Re: U+xxxx, U-xxxxxx, and the basics

From: Addison Phillips [GSC] (addison@globalsight.com)
Date: Fri Mar 03 2000 - 21:34:53 EST


Hi Mike,

I detect an error in:

>The first half of the pair is
>always in the 0xD000..0xD7FF range, and the second half of the pair is in
>the 0x0..0xFFFF range. Unicode 3.0 and ISO/IEC 10646-1;2000 have adopted
the
>UTF-16 mechanism as the only official usage of the 0xD000..0xD7FF scalar
>range.

Actually, surrogate pairs are better designed than that. In UTF-16, no
16-bit value is "overloaded" or used for anything other than itself. That
is, 0x212B is always ANGSTROM and never anything but ANGSTROM. It is *never*
half of a surrogate pair (in the same way that no byte in a UTF-8 character
is in-and-of-itself a character in UTF-8).

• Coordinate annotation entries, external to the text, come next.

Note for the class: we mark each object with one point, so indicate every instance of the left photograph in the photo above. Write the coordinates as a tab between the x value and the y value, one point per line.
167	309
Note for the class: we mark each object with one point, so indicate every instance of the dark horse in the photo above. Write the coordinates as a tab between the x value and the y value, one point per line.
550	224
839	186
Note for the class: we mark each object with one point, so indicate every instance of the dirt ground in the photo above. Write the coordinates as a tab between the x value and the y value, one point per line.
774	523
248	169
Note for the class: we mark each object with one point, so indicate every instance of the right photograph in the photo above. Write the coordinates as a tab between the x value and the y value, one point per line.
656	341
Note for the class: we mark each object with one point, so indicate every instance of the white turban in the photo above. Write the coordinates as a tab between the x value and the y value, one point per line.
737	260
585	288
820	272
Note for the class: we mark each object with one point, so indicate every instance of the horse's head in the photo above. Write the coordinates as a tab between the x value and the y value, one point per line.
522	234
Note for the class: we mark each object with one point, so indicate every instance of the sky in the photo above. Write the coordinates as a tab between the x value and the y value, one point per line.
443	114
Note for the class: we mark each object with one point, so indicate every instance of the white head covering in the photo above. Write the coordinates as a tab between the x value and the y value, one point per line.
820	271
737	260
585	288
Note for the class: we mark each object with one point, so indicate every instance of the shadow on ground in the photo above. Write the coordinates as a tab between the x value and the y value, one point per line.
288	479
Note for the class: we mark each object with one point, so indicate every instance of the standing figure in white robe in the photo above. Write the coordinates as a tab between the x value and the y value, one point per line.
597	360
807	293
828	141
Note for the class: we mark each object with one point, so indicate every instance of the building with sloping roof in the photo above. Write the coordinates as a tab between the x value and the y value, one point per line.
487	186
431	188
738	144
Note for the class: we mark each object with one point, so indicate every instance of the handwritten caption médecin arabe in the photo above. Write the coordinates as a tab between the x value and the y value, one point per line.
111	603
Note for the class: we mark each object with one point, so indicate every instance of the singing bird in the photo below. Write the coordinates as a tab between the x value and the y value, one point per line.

So, lead surrogate values are in the range: 0xD800 -> 0xDB7F
--> Note the disjoint for high-private use surrogates
Trailing surrogate values are in the range: 0xDC00 -> 0xDFFF

U+D000 -> U+D7FF are all part of the Hangul syllable range.

Thanks,

Addison

Addison P. Phillips
Senior Globalization Consultant
Global Sight Corporation
mailto:addison@globalsight.com
================================
101 Metro Drive, Suite 750
San Jose, California 95110
(+1) 408.350.3600 - Telephone
(+1) 408.350.3601 - Fax
http://www.globalsight.com
================================

Red Herring names Global Sight among the 1999 "Ten to Watch" in its annual
roundup of the top 100 companies of the electronic economy. Read more at:
http://www.redherring.com/mag/issue67/news-feature-du99-global.html

Going global with your web site? Global Sight provides Web-based software
solutions that simplify the process, cut costs, and save time.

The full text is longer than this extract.